The influence of alluvial stratigraphic architecture on liquefaction phenomena: A case study from the Terre del Reno subsoil (southern Po plain, Italy)

Earthquake-induced liquefaction phenomena are commonly observed at shallow depths or at the ground surface above Holocene alluvial deposits. Nonetheless, a high-resolution examination of the relationship between surface manifestations and alluvial stratigraphy has been rarely attempted. In this study, we provide a detailed subsurface model from a selected sector of the southern Po Plain affected by widespread liquefaction processes triggered by the 2012 Emilia-Romagna seismic crisis. We report a comprehensive sedimentological and CPT-based characterization of the Terre del Reno subsoil and investigate how the stratigraphy controls earthquake-induced liquefaction phenomena. The main facies associations making up the alluvial subsoil constitute the basic elements of the liquefaction system, herein named host, source and sedimentary cap. Their subsurface distribution documents the presence of fluvial bodies prone to liquefaction beneath the earthen levees and across an area dominated by flat muddy floodplain deposits with no physical evidence of paleochannels at the surface.
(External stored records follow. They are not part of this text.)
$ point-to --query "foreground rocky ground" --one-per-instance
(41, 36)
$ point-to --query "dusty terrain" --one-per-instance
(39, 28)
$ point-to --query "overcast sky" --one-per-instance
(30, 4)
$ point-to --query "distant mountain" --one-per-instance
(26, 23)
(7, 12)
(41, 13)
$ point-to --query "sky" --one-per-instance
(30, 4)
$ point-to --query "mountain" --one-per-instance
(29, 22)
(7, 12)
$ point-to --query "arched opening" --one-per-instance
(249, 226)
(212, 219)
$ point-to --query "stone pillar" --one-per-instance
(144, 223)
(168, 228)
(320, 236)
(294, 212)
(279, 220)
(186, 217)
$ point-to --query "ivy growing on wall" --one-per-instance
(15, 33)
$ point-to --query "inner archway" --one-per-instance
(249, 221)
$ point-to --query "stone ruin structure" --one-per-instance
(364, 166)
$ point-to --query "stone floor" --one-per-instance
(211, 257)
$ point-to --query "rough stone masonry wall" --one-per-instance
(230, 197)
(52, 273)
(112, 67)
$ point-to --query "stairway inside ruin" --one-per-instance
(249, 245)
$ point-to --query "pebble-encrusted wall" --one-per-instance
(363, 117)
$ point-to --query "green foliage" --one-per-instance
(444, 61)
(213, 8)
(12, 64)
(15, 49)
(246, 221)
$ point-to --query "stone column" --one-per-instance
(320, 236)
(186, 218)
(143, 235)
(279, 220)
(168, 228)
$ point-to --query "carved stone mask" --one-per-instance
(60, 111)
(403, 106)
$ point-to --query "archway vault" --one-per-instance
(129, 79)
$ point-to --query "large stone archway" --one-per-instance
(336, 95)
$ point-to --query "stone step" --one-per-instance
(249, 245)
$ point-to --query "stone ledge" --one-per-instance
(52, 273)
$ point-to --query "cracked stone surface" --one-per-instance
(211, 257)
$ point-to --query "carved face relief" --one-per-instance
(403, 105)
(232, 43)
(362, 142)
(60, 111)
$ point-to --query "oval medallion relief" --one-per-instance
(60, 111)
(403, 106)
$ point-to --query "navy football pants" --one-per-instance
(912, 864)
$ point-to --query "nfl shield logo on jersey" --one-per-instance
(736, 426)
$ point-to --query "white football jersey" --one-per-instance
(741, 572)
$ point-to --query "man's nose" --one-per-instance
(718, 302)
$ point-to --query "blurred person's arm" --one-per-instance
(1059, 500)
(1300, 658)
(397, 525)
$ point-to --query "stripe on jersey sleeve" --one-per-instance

In addition, our observations suggest that vertical and lateral changes in stratigraphy control the mode and location of liquefaction evidence at the surface in both settings. In particular, the relative thickness of fluvial channel bodies vs. channel levee deposits (source-seal couplet) appears to control the severity of sand ejection at the surface. Our findings also suggest that vertical and lateral discontinuities within source layers prevent the occurrence of widespread liquefaction features. Conversely, lateral spreading effects and differential underground hydrostatic pressure at the interface between saturated and less permeable units are accountable for repeated sand ejection along surface fractures. This case study constitutes a unique natural laboratory thanks to the quality and density of available data. However, we emphasize that a similar approach can be useful to promote source-layer identification in areas characterized by poor or sparse data and to mitigate liquefaction hazards in urban areas built on alluvial plains.